Siempre que vuelvo a la tierra sobre la que nací experimento los sueños más intensos.
Se celebra un festival de música junto a un pueblo abandonado. El suelo es pedregoso y polvoriento, plagado de trozos secos de tierra, arbustos raquíticos y montículos pardos. Los edificios están en ruinas y solo algunos mantienen un techo agujereado sobre sus paredes de adobe y piedra desgastada. Reina un crepúsculo permanente, del color de una noche americana.
El festival comienza y bailamos entre las piedras, empapándonos del polvo que nosotros mismos levantamos.
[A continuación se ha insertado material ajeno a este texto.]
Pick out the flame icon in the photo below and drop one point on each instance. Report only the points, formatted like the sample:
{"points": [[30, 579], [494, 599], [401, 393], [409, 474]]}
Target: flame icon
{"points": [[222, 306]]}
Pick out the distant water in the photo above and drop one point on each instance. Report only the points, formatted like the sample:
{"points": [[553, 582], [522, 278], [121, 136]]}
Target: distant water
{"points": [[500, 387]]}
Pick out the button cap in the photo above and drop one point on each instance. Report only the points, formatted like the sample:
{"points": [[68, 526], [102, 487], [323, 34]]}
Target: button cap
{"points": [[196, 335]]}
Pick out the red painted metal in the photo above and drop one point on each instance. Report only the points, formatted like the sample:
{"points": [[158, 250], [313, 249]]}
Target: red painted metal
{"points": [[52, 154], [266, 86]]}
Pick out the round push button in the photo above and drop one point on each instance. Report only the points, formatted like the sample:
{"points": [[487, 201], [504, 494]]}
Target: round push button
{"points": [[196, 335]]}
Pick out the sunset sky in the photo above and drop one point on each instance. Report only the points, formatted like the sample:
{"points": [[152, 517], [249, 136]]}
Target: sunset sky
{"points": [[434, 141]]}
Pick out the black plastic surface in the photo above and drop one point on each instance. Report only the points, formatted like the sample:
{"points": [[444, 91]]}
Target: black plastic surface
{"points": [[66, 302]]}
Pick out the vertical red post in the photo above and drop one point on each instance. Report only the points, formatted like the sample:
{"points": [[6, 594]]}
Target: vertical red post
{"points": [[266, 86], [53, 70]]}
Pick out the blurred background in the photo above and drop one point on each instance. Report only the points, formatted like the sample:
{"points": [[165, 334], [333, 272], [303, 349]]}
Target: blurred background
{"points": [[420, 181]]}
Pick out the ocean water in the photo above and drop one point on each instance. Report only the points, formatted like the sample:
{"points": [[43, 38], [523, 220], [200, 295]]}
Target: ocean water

Nos sentamos a beber entre las mesas que la organización ha dispuesto por el pueblo. Todo está lleno, apenas queda un hueco libre. Cuando el día termina escuchamos nuestra propia selección de música con un enorme altavoz que he llevado para la ocasión.
La última noche nos emborrachamos hasta caer dormidos. Despertamos entre la muchedumbre resacosa y confundida, en medio del crepúsculo plomizo. Recojo mis cosas, pero he perdido el altavoz. No recuerdo dónde lo puse y empiezo a buscarlo por todas partes. Recorro el pueblo atestado de gente que come o languidece sobre las mesas. Camino sobre la tierra seca y parda, entre las paredes en ruinas, secas y suaves al tacto, explorando todas las casas. Después sigo por el campo, buscando entre los arbustos, los montículos, los grupos de chicos cansados.
Llego al final y justo allí está el centro de la ciudad, con sus fachadas neoclásicas, de color tan blanco que daña la vista. Decido darme un descanso y pasear un rato entre los edificios. Es como darse un chapuzón, después del festival.
Me suena el móvil y paro a mirarlo junto a un portal de cristales brillantes. Entonces se me acerca un hombre de aspecto desaliñado. Me advierte riendo de que tengo algo en el cuello. Yo me palpo la piel, pero no noto nada. Él sigue insistiendo, «¡quítate eso! ¡quítate eso!» grita con una gran sonrisa, mientras yo me miro en el ventanal, aunque no veo nada. Le digo que no tengo nada en el cuello, pero no quiere escucharme, está muy excitado y habla atropelladamente, apenas le entiendo. Me canso de él y le grito airadamente que me deje en paz de una vez, que se largue de allí. Acaba marchándose, pero sigue hablando a gritos de manera incomprensible. La gente que pasea a mi alrededor me mira, y se sonríen los unos a los otros. Murmuran algo entre sí. Me miran y se ríen: se paran a mirarme, todos ellos, a mi alrededor, rodeándome y observándome con sus ojos negros de muñeco, con sus muecas divertidas. Los niños señalan mi cara, sus padres los animan. Saco el móvil y me enfoco a mí mismo con la cámara frontal para comprobar si tengo algo en la cara, pero el rostro que el móvil enfoca no es mi rostro, sino el de mi doppelgänger, que me mira de lado, sonríe con malicia y entonces despierto cubierto en sudor.